Understanding Endodontic Treatment: Your Guide to Root Canal Therapy

by Power Road Dental Care

Understanding Endodontic Treatment: Your Guide to Root Canal Therapy

Reviewed By Dr. Tyler N Davis, DMD

Reading Time: 4 minutes

Welcome to our blog series about endodontic treatment! This four-part series will focus on root canal therapy and provide valuable information to help you understand the process, alleviate any fears or misconceptions, and prepare for a smooth experience. We hope that this series will empower you to make informed decisions about your dental health.

The Anatomy of a Tooth

Before we get into the specifics of endodontic treatment, it’s important to understand the anatomy of a tooth. Each tooth has three layers: enamel, dentin, and pulp.

  • Enamel is the hard outer layer of the tooth. It’s the hardest substance in the human body and helps protect the tooth from bacteria and other harmful substances.
  • Dentin is located under the enamel and makes up most of the tooth structure. It’s not as hard as enamel, but it still provides protection for the pulp.
  • The pulp is a soft tissue located in the pulp chamber at the center of the tooth that contains nerves, blood vessels, and connective tissue. It’s responsible for supplying the tooth with nutrients and keeping it alive. This area of the tooth is also referred to as the pulp chamber. 

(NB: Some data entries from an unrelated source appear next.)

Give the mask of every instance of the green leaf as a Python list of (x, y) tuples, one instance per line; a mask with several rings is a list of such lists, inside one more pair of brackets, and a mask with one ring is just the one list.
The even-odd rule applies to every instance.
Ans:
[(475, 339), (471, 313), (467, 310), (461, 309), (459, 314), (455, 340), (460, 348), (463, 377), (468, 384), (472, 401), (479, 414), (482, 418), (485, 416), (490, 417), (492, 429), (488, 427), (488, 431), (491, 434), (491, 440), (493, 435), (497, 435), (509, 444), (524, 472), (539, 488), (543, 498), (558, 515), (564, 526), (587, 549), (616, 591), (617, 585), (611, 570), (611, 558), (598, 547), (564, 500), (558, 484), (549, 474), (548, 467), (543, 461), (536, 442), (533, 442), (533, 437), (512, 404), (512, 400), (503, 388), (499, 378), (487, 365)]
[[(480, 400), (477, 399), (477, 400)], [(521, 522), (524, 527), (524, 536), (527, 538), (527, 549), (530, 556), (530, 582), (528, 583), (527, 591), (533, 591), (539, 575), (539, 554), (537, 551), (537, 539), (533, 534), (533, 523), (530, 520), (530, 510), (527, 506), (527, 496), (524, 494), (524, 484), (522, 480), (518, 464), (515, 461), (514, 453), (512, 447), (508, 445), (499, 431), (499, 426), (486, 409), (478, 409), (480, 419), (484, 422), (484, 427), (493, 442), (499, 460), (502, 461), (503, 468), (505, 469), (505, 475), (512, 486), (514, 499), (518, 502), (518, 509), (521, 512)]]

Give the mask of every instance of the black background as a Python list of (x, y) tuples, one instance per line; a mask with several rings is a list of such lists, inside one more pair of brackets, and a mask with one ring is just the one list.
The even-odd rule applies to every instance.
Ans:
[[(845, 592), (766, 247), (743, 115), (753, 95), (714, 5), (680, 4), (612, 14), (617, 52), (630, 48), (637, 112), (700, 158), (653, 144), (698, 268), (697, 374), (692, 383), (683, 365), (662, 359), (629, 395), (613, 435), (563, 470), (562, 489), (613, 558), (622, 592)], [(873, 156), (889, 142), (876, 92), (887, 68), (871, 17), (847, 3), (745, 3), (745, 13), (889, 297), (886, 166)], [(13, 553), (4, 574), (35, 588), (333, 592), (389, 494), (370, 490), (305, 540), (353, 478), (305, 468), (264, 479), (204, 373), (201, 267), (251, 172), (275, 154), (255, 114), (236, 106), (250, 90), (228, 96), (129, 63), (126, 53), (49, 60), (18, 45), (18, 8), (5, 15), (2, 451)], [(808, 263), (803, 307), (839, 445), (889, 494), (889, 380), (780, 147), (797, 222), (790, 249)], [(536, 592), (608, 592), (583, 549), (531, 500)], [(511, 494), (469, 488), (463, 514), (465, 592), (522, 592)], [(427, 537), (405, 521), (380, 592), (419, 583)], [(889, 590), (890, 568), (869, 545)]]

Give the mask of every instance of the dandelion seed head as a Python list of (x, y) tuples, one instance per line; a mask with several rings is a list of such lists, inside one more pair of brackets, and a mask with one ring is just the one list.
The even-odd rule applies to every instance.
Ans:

When the pulp becomes infected or damaged, endodontic treatment is needed to save the tooth and prevent further complications.

How Does the Pulp Become Infected?

The pulp can become infected or damaged for several reasons, including a deep cavity, cracks or chips in the tooth, and repeated dental procedures on the same tooth. When this happens, bacteria can enter the pulp and cause an infection. 

If left untreated, the infection can spread to the surrounding tissue and even into the bloodstream.

Once the pulp is infected, there is only one way to treat it: root canal therapy.

What is Endodontic Treatment?

Endodontic treatment, commonly known as a root canal, is a dental procedure that involves removing the infected or damaged pulp from the inside of a tooth. The space left after the removal of the pulp is then cleaned and sealed to prevent further infection.

Can’t I Just Take Antibiotics To Clear Up the Infection?

Unfortunately, no. When the pulp becomes infected, it’s not just a surface infection that can be cured with antibiotics. The infection is deep within the tooth and cannot be reached by antibiotics. The only way to effectively treat the infection is by removing the infected pulp and cleaning out the pulp chamber.

What Happens When You Leave a Root Canal Untreated?

Leaving a root canal untreated can lead to serious complications. The infection can spread to the surrounding tissue and even into the bloodstream, causing severe throbbing pain, swelling, and potentially life-threatening conditions. It’s important to seek treatment as soon as possible if you are experiencing symptoms of an infected pulp.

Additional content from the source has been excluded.